There are also some interesting obiter observations of Slade J in the Appeal which will are likely to be revisited in time (see below).
Barnet LB decided to outsource its parking operations. The contract was awarded NSL. The claimants were employed in the back office functions of the parking services. NSL intended to operate part those back office functions from Croydon and to sub contract part of those functions, the payment processing services, to RRD. RRD intended to operate the sub-contracted services from Lansing in West Sussex. None of the Claimants accepted offers to be employed in these locations and were dismissed on the grounds of redundancy on 31 May 2012. The Employment Tribunal held the dismissals were simply because of a change on the place of work and although the dismissals were for an ETO reason this was not one entailing a change in the workforce and they were therefore automatically unfair.
The EAT decision
NSL and RRD appealed on the following grounds: (i) Berriman and other cases upholding the Berriman principle did not concern a change to the place of work but were concerned with change to terms and conditions and were explicable on this basis. (ii) If the effect of Berriman was to prevent an ETO reason from including a change in the workplace, it was contrary to EU law on the basis that the CJEU in Alemo-Herron recognised that the transferee’s freedom to conduct business was a relevant consideration when applying the provisions of the Acquired Rights Directive.
The EAT held, that the decision in Alemo Herron does not alter earlier European jurisprudence on the mandatory nature of the obligations under the Acquired Rights Directive. Further that where a dismissal is simply because of a change in the job location this could not amount to a ‘change in the workforce’ unless clear words were used as they have been by the amendment to Reg 7. For this reason the appeal was dismissed.
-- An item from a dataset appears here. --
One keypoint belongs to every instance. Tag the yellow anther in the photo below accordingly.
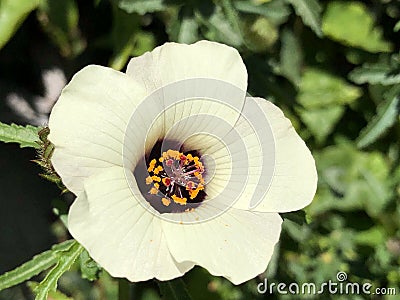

Perhaps the most interesting feature of this case is not the result but what Slade J had to say in her reasoning and obiter observations.
First, she made the point, note above, that the decision in Alemo-Herron in which the CJEU appeared to introduce the possibility of the transferee’s business interests being relevant to the application of the Directive, does not affect its mandatory application. Secondly, she gave a reasonable hint (see paragraph 40) that the amendment to Reg 7(2) may not be compatible with the Directive (Art 4). Thirdly, she restated the point that although case law has focussed on job numbers and functions, changes to the workforce go wider than this and could include, for example, a requirement that the workforce have additional skills or qualifications needed even if the jobs they perform remain the same. This could also include changes in techniques requiring additional skills.